Emsal Mahkeme Kararı İstanbul Bölge Adliye Mahkemesi 17. Hukuk Dairesi 2021/1144 E. 2021/1236 K. 04.11.2021 T.

Görüntülediğiniz mahkeme kararı henüz kesinleşmemiştir. Yararlı olması amacıyla eklenmiştir.

T.C.
İSTANBUL
BÖLGE ADLİYE MAHKEMESİ
17. HUKUK DAİRESİ
DOSYA NO: 2021/1144 Esas
KARAR NO: 2021/1236
T Ü R K M İ L L E T İ A D I N A
İ S T İ N A F K A R A R I
İNCELENEN KARARIN
MAHKEMESİ: İSTANBUL 1. ASLİYE TİCARET MAHKEMESİ
EK KARAR TARİHİ: 08/06/2021
NUMARASI: 2018/1110 Esas, 2020/231 Karar
DAVANIN KONUSU: Konkordato Tasdiki
KARAR TARİHİ: 04/11/2021
6100 Sayılı Hukuk Muhakemeleri Kanunu’nun 353. maddesi uyarınca dosya incelendi.

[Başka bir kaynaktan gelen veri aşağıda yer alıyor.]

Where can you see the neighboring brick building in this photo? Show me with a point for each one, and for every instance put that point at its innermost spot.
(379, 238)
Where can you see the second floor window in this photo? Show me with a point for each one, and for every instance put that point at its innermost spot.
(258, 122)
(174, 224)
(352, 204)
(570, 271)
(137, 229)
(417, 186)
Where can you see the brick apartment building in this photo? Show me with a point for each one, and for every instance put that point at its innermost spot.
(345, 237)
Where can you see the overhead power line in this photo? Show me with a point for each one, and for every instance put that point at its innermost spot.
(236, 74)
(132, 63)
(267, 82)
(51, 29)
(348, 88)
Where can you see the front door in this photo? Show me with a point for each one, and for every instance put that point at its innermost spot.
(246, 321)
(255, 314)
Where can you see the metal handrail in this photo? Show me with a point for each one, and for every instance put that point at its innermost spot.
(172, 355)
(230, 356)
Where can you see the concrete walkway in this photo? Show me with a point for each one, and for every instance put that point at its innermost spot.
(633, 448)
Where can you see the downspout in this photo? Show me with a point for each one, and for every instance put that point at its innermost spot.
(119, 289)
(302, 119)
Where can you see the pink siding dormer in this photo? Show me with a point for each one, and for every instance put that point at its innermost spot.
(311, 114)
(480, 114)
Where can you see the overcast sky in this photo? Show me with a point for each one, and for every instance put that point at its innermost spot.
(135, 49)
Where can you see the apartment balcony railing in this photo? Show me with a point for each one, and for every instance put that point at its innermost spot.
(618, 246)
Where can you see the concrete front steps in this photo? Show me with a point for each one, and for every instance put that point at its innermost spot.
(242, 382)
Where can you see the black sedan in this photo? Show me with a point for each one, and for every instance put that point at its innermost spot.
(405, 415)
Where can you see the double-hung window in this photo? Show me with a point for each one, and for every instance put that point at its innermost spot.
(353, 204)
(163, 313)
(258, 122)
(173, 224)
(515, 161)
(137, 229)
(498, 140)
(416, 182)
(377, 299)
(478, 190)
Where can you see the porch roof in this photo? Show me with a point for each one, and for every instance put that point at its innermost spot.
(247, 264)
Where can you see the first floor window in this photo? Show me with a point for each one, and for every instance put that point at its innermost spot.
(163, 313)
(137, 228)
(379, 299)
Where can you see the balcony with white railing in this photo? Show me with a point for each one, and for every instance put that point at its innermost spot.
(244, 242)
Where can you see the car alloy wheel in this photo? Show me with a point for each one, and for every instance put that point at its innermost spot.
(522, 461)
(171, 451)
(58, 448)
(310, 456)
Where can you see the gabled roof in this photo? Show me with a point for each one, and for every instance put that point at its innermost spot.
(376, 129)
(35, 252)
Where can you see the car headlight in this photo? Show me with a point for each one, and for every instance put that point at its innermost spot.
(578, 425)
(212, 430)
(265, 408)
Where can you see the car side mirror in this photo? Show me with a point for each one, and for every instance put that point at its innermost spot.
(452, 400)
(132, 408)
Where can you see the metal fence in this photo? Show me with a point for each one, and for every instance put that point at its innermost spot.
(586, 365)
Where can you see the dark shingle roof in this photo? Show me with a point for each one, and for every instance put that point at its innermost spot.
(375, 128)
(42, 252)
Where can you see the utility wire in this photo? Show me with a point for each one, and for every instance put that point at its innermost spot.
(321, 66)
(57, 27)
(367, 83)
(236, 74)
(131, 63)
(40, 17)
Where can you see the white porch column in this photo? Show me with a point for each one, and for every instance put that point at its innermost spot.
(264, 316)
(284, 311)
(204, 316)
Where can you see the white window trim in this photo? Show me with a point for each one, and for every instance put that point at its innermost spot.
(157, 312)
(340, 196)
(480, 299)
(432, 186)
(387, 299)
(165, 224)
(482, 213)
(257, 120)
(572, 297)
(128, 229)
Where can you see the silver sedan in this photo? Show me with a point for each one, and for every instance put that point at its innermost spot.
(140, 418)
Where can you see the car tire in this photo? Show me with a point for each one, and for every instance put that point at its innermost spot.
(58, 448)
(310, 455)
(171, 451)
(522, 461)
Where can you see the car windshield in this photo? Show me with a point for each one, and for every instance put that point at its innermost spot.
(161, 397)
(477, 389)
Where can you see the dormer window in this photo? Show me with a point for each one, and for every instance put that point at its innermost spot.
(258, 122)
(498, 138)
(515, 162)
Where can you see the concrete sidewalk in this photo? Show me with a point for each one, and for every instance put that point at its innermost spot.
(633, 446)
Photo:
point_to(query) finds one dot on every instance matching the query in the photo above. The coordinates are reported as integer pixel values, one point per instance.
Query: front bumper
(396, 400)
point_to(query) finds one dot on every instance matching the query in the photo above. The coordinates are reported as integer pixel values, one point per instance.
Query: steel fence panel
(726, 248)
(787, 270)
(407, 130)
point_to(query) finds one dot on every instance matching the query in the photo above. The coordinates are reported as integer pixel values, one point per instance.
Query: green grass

GEREĞİ DÜŞÜNÜLDÜ: Davacılar … Ltd Şti, … A.Ş., … – …, … ve … vekili 26/11/2018 tarihli dilekçe ile; müvekkili şirketlerden … Limited Şirketinin Arnavutköy – İstanbul adresinde faaliyet gösteren şirket olduğunu, şirketin metal ahşap, cam seramik, porselen, taş, mum, plastik, kağıt, polyester olmak üzere her türlü mutfak eşyası imalatı, alımı – satımı, ithalatı ve ihracatını yapmak, her türlü mutfak eşyalarının toptan ve perakende alım – satımı yapmak, bu amaçla fabrika ve tesisler kurmak ve diğer konularda faaliyetlerde bulunmak amacıyla kurulduğunu, ekonomik daralmadan etkilendiğini beilrterek İİK 286.maddesi gereğince ön görülen tüm belgelerin mevcudiyeti dikkate alınarak, üç aylık süre ile geçici mühlet kararı verilmesini, gerekli görülmesi halinde geçici mühletin iki ay daha uzatılmasını, İİK 289. maddesi gereğince bir yıllık kesin mühlet verilmesini ve gerekli görülmesi halinde bu mühlet kararının altı ay daha uzatılmasını ve İİK 305 ve devamı maddeleri gereğince konkordatonun tasdikine karar verilmesini talep etmiştir. Mahkemece, 26/11/2018 tarihli ara karar ile; davacılar … ve …’un yerleşim yerlerinin Avcılar olduğu, bu yerin mahkeme yargı çevresinde olmadığı gerekçesiyle adı geçen davacılar yönünden HMK 167.maddesi gereğince davanın dosyadan tefrikine, ayrı bir esasa kaydına karar verilmiştir. Mahkemece, 27/09/2019 tarihli karar ile; konkordato talep eden … A.Ş. hakkındaki dosyanın HMK 167.maddesi uyarınca, iş bu dosyadan tefrikine ve başkaca bir esasa kaydına karar verilmiştir. Alacaklıların bir kısmı yargılamaya katılarak beyan ve itirazlarını sunmuşlardır.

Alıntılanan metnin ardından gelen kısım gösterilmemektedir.